Former Afghan Leader Convicted of Drug Smuggling
This article is from the archive of The New York Sun before the launch of its new website in 2022. The Sun has neither altered nor updated such articles but will seek to correct any errors, mis-categorizations or other problems introduced during transfer.

A former powerful Afghan tribal leader who had high-level links to the Taliban was convicted yesterday of smuggling $50 million worth of heroin into America.
Bashir Noorzai, 45, could face life in prison when he is sentenced January 7 in U.S. District Court in Manhattan on his narcotics conspiracy conviction.
Prosecutors had said Noorzai was so influential in his homeland that he formed his own army and teamed up with the Taliban. They said Noorzai was one of Afghanistan’s most powerful men before the American. invasion in October 2001, presiding over a heroin empire that he knew reached the streets of America.
The defense lawyer, Ivan Fisher, argued that his client was a friend of America who offered to help Americans fight terrorism and the drug trade.

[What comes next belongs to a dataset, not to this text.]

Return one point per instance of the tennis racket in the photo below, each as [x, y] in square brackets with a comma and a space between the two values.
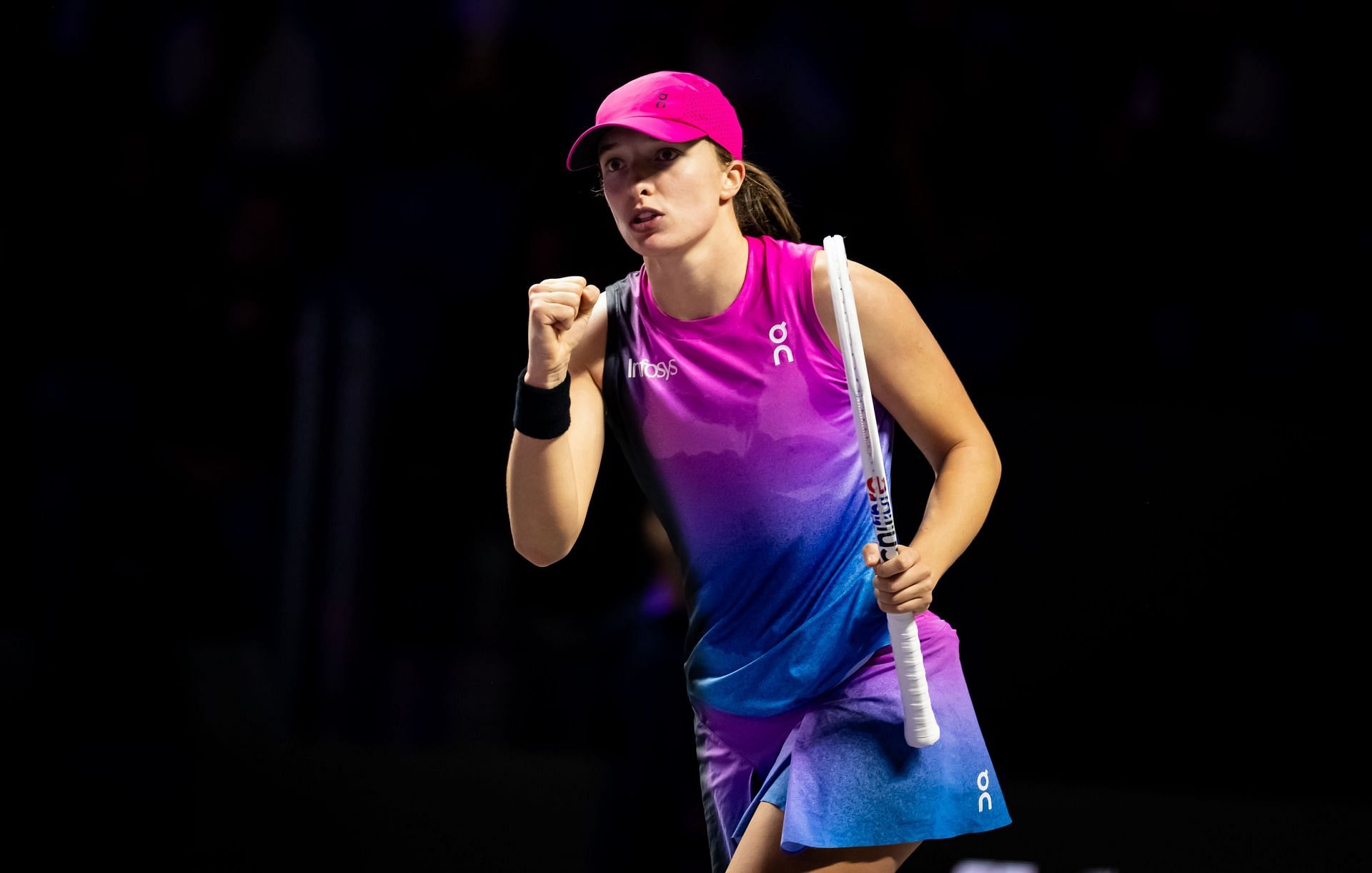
[921, 728]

The defendant presided over the Noorzai tribe, a million people in southern and western Afghanistan and neighboring Pakistan.
After the verdict was read, Noorzai politely shook hands with Mr. Fisher, then nodded and was led away.
“We are enormously disappointed by the verdict,” Mr. Fisher said outside court. “It must be very difficult for an American jury to give a defendant associated with high-level members of the Taliban … a fair trial. This jury was unable to do that.”
Several jurors outside court said the verdict was unavoidable because of evidence that proved Noorzai was part of a drug conspiracy.
“There was no other decision we could have made,” a juror, Monica Lopez, of the Bronx, said.
She said Noorzai’s calm demeanor as the verdict was read was not surprising.
“He had to know a guilty verdict was a high probability,” Ms. Lopez said.
Juror Martha Ramos, also of the Bronx, said she felt a little prejudice arise during opening statements by a prosecutor “because the word terrorism and the Taliban was thrown at us.” She said “the whole 9/11 thing comes into play when you hear that.”
But Ms. Ramos said the evidence related to the drug charges left the jury with no choice but to convict once it considered the legal rules of conspiracy charges.
The jury deliberated a little more than three hours before reaching its verdict.